Wahlen im Iran
Vor ein paar Tagen fanden im Iran Parlamentswahlen statt. Bei diesen Wahlen wurden nicht nur die Mitglieder der Beratenden Versammlung (des Parlaments) gewählt, sondern auch die Mitglieder des Expertenrats.
Ich bin sehr fasziniert vom iranischen politischen System. Es ist das, was den politischen Vorstellungen von Platons Republik am nächsten kommt.

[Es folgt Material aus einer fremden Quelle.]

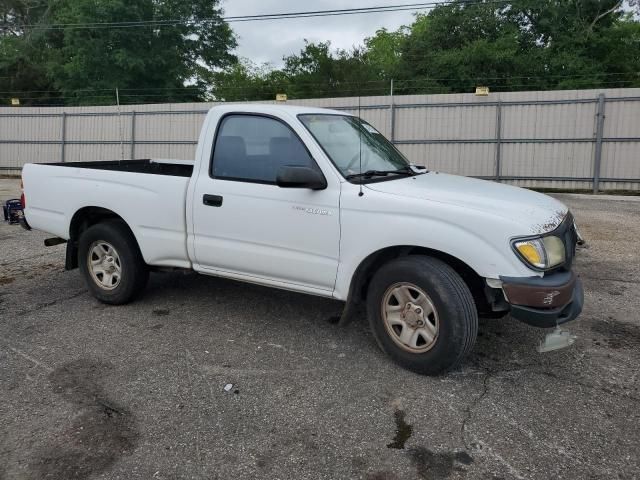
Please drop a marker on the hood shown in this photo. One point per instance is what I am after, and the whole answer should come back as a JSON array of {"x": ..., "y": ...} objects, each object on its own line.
[{"x": 537, "y": 212}]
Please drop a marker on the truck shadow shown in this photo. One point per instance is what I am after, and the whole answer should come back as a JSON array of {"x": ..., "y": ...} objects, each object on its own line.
[{"x": 101, "y": 430}]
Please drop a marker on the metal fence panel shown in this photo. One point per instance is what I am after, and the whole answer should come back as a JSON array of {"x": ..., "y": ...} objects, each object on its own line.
[{"x": 584, "y": 139}]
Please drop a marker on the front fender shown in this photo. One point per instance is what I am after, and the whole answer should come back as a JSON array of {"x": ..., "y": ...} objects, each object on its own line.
[{"x": 479, "y": 241}]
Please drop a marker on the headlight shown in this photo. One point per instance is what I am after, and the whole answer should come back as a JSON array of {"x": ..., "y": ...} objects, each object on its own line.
[{"x": 541, "y": 253}]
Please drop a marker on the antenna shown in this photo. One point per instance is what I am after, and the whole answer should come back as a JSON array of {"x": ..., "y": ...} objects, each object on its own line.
[
  {"x": 120, "y": 125},
  {"x": 360, "y": 193}
]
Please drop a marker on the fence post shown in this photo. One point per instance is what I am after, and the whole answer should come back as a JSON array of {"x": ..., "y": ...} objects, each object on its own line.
[
  {"x": 133, "y": 134},
  {"x": 63, "y": 137},
  {"x": 498, "y": 140},
  {"x": 597, "y": 158},
  {"x": 392, "y": 113}
]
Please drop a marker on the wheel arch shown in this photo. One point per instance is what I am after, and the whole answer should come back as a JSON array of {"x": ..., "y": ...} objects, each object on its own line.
[
  {"x": 369, "y": 266},
  {"x": 82, "y": 219}
]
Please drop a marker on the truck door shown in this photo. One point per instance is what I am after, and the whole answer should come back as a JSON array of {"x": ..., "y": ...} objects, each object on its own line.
[{"x": 246, "y": 226}]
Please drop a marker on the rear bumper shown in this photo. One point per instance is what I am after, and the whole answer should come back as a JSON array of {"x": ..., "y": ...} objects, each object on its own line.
[{"x": 544, "y": 302}]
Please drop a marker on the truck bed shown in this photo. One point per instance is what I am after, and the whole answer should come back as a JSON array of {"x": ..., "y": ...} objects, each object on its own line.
[
  {"x": 175, "y": 168},
  {"x": 149, "y": 195}
]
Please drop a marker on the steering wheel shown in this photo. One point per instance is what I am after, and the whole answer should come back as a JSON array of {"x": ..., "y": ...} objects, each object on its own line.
[{"x": 354, "y": 160}]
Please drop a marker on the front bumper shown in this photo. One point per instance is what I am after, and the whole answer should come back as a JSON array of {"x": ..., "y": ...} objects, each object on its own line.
[{"x": 544, "y": 302}]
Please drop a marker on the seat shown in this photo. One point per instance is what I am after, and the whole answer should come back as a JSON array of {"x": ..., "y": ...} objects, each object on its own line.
[
  {"x": 230, "y": 157},
  {"x": 287, "y": 151}
]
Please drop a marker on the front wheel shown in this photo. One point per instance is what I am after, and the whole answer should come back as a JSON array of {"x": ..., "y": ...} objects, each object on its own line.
[
  {"x": 422, "y": 314},
  {"x": 111, "y": 262}
]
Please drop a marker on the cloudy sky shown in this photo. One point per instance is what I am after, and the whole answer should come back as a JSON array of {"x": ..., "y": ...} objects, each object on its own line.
[{"x": 268, "y": 41}]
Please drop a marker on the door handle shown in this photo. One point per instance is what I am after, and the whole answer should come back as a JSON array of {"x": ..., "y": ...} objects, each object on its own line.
[{"x": 212, "y": 200}]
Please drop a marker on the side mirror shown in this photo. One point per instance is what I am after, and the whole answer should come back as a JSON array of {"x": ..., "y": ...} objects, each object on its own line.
[{"x": 300, "y": 177}]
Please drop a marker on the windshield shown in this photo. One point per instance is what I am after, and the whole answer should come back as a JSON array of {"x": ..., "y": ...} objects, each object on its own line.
[{"x": 349, "y": 140}]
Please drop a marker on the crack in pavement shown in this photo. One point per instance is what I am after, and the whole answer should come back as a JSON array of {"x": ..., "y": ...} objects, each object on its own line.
[
  {"x": 51, "y": 303},
  {"x": 468, "y": 411}
]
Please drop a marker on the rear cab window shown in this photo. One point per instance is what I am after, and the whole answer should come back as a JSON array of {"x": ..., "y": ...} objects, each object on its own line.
[{"x": 252, "y": 148}]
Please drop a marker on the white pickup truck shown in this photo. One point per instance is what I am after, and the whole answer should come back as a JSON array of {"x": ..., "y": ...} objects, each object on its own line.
[{"x": 318, "y": 201}]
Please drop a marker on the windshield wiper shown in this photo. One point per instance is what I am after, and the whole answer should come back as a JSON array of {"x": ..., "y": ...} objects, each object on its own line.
[{"x": 382, "y": 173}]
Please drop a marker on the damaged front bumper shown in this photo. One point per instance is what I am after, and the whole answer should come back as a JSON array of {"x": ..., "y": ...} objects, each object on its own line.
[{"x": 544, "y": 301}]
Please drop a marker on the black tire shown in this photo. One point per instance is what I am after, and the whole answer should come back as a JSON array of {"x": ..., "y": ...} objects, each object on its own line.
[
  {"x": 458, "y": 318},
  {"x": 134, "y": 272}
]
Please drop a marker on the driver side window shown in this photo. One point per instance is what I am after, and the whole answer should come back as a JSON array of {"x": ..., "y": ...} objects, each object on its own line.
[{"x": 252, "y": 148}]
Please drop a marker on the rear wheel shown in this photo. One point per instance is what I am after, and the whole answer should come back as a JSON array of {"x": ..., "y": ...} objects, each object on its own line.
[
  {"x": 422, "y": 314},
  {"x": 111, "y": 262}
]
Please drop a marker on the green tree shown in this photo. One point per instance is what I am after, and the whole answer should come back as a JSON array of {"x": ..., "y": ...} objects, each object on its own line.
[{"x": 147, "y": 63}]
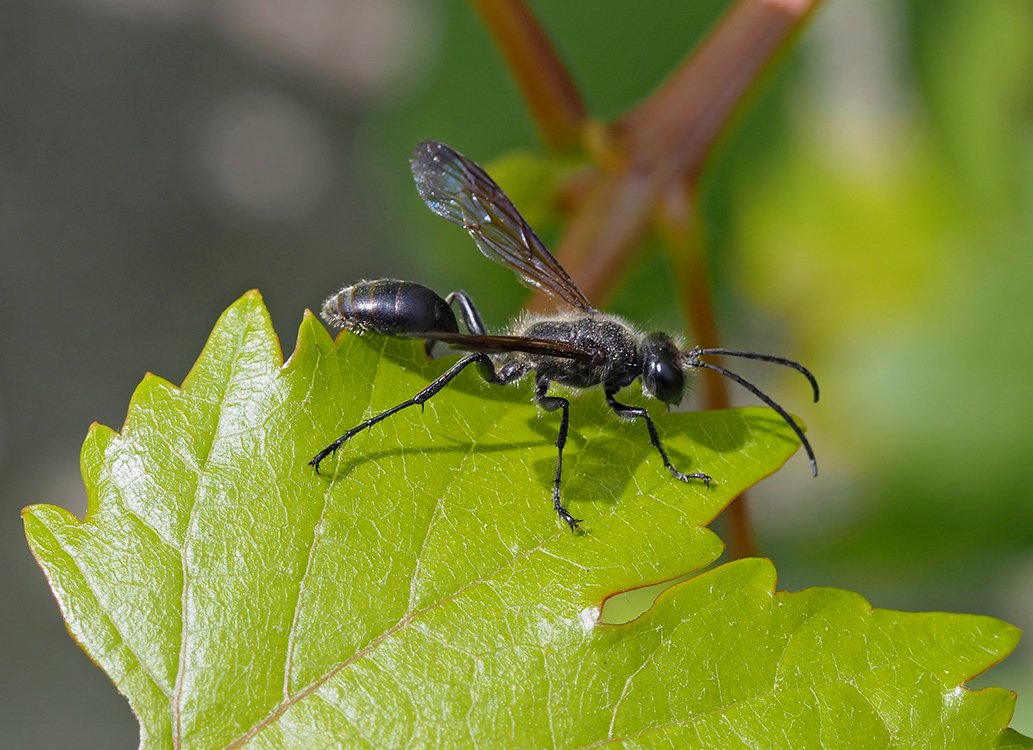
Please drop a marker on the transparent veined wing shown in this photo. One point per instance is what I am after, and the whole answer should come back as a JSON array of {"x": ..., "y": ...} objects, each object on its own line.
[{"x": 456, "y": 188}]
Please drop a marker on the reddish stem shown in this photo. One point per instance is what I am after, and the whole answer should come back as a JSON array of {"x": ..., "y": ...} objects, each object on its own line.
[
  {"x": 550, "y": 93},
  {"x": 679, "y": 222}
]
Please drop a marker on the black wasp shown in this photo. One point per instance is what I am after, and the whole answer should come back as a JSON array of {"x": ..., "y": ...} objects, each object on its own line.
[{"x": 578, "y": 346}]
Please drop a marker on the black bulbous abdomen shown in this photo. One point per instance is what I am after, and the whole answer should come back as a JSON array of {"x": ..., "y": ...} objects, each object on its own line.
[{"x": 390, "y": 307}]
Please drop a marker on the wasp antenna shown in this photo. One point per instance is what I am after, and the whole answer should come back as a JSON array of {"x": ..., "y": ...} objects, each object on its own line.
[
  {"x": 763, "y": 397},
  {"x": 762, "y": 357}
]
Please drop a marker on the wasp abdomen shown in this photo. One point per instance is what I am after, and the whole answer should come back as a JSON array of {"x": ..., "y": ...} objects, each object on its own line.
[{"x": 389, "y": 307}]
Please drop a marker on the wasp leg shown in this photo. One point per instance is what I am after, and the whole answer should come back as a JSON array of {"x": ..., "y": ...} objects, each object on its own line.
[
  {"x": 552, "y": 403},
  {"x": 634, "y": 412},
  {"x": 486, "y": 367},
  {"x": 470, "y": 315}
]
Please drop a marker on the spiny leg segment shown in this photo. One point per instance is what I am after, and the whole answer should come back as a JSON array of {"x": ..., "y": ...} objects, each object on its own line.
[
  {"x": 552, "y": 403},
  {"x": 487, "y": 369},
  {"x": 636, "y": 412}
]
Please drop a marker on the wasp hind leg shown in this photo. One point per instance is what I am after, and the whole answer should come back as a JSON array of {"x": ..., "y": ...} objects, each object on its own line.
[{"x": 484, "y": 366}]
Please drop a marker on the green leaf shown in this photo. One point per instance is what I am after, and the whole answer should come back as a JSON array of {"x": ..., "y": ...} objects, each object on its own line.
[{"x": 423, "y": 592}]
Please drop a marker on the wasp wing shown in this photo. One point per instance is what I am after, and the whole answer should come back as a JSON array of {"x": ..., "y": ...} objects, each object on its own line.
[
  {"x": 499, "y": 344},
  {"x": 456, "y": 188}
]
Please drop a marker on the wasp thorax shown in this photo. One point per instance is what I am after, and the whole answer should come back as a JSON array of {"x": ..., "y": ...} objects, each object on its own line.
[{"x": 662, "y": 373}]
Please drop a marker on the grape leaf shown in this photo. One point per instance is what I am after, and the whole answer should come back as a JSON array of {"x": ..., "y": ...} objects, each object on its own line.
[{"x": 421, "y": 592}]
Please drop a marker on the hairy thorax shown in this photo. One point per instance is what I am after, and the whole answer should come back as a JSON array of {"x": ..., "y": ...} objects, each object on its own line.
[{"x": 613, "y": 342}]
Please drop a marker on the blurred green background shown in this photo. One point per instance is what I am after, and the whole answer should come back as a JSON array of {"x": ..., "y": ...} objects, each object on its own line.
[{"x": 870, "y": 214}]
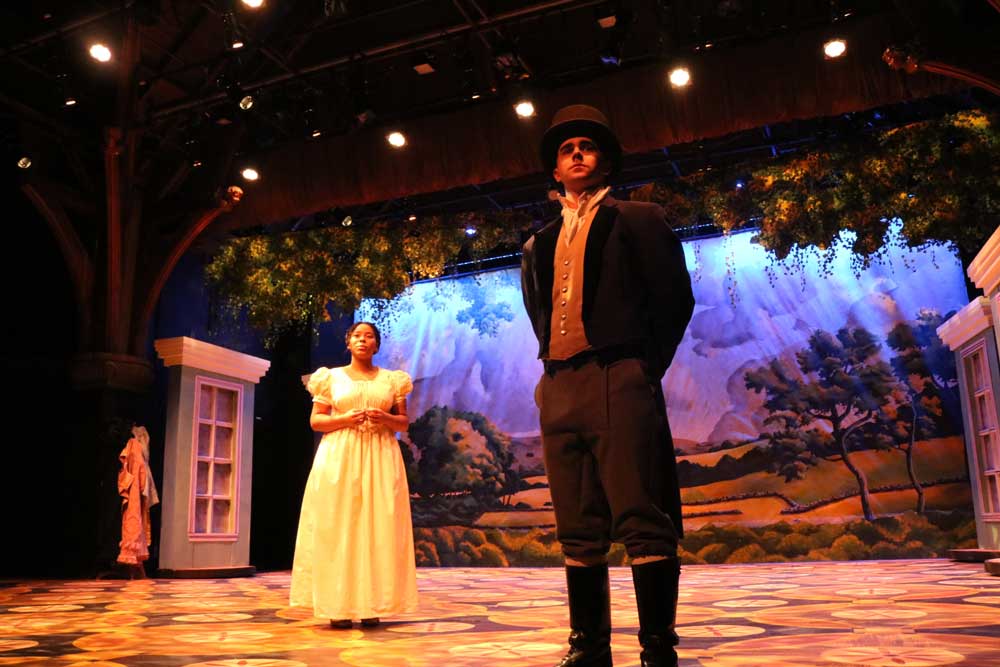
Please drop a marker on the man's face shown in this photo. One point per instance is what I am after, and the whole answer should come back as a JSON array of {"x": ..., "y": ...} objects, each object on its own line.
[{"x": 580, "y": 164}]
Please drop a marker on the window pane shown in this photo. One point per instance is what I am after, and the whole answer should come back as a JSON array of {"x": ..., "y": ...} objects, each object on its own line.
[
  {"x": 989, "y": 450},
  {"x": 985, "y": 411},
  {"x": 204, "y": 439},
  {"x": 992, "y": 493},
  {"x": 223, "y": 442},
  {"x": 221, "y": 516},
  {"x": 222, "y": 475},
  {"x": 201, "y": 515},
  {"x": 225, "y": 407},
  {"x": 205, "y": 402},
  {"x": 201, "y": 479}
]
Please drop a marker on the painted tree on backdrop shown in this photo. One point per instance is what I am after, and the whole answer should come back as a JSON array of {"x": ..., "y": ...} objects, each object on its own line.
[
  {"x": 841, "y": 386},
  {"x": 928, "y": 404},
  {"x": 463, "y": 452}
]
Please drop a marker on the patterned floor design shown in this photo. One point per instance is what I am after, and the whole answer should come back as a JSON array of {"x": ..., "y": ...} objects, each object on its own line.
[{"x": 917, "y": 613}]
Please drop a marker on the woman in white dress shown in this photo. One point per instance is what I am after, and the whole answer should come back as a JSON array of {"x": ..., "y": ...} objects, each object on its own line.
[{"x": 354, "y": 550}]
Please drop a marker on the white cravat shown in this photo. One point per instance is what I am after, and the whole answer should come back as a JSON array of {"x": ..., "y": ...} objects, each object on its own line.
[{"x": 573, "y": 216}]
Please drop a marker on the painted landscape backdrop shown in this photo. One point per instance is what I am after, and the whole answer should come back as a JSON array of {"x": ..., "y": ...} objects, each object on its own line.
[{"x": 815, "y": 412}]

Der bereits erwähnte Expertenrat zum Beispiel, der sich ausschließlich aus weisen Männern zusammensetzt, die der nationalen religiösen Struktur angehören, ist für die Überwachung und Wahl des Obersten Führers zuständig.
Und wenn man bedenkt, dass Ayatollah Ali Khamenei bereits 84 Jahre alt ist, erweisen sich diese Wahlen als äußerst wichtig. Da die Expertenversammlung nur alle 8 Jahre gewählt wird, ist es wahrscheinlich, dass die derzeitige Zusammensetzung für die Auswahl des nächsten Obersten Führers des Iran verantwortlich sein wird - gerade in der Ära des multipolaren Übergangs.
Nur am Rande: Die Namen, die heute am wahrscheinlichsten die Nachfolge Khameneis antreten werden, sind Ebrahim Raisi (der derzeitige Präsident), Alireza Arafi (Mitglied des Wächterrats, des Expertenrats und ehemaliger Rektor der Al-Mustafa Universität), Sadeq Laridschani (Mitglied des Expertenrats, ehemaliger Präsident des Obersten Gerichtshofs, ehemaliges Mitglied des Wächterrats) und Mohsen Araki (Mitglied des Expertenrats).
Mojtaba Khamenei (im Bild), der (inoffizielle) Befehlshaber der Basidsch-Kräfte und Sohn des derzeitigen Obersten Führers, ist ein Spitzenkandidat, aber er gilt als zu ungebildet in theologischen Fragen, um als Favorit zu gelten.
Natürlich werden sowohl die Kandidaten für die Beratende Versammlung als auch die Kandidaten für den Expertenrat nach platonischer Manier zuvor vom Wächterrat bestätigt, dem Gremium, das für die Wahrung der Grundsätze der Tradition, wie sie sich in der Islamischen Revolution im Iran herauskristallisiert hat, verantwortlich ist.
Der Wächterrat setzt sich seinerseits zur Hälfte aus Geistlichen zusammen, die vom Obersten Führer und zur Hälfte vom Präsidenten des Obersten Gerichtshofs ernannt werden.
Diese Wahlen, die während internationaler Spannungen und Boykottversuchen der atlantischen Opposition stattfanden, verliefen reibungslos. Die Wahlbeteiligung lag bei 42 Prozent - relativ niedrig, aber auch Ausdruck von Ruhe und Zufriedenheit mit dem Kurs des Landes und dem fehlenden Wunsch nach Veränderung.
Da das Land im Belagerungszustand war, beschloss der Wächterrat, die nationale Konsolidierung um die traditionalistischen Führer voranzutreiben, so dass sie sowohl in der Beratenden Versammlung als auch im Expertenrat mit einem Erdrutschsieg siegten.
Am Rande eines Krieges sollte kein Land die Gefahr einer Zersplitterung im Dissens mit der liberalen Politik dulden. Das Heimatland braucht schnelle und einvernehmliche Entscheidungen sowie Klarheit über die besten Interessen des Volkes (was heute bedeutet, immer entlang multipolaristischer und traditionalistischer Linien zu entscheiden).
Der Westen wirft den Wahlen natürlich vor, sie seien ungültig, eine Farce und fügt die übliche Litanei ermüdender Anschuldigungen hinzu.
Aber die (platonisch-)islamische Republik Iran kann aufatmen.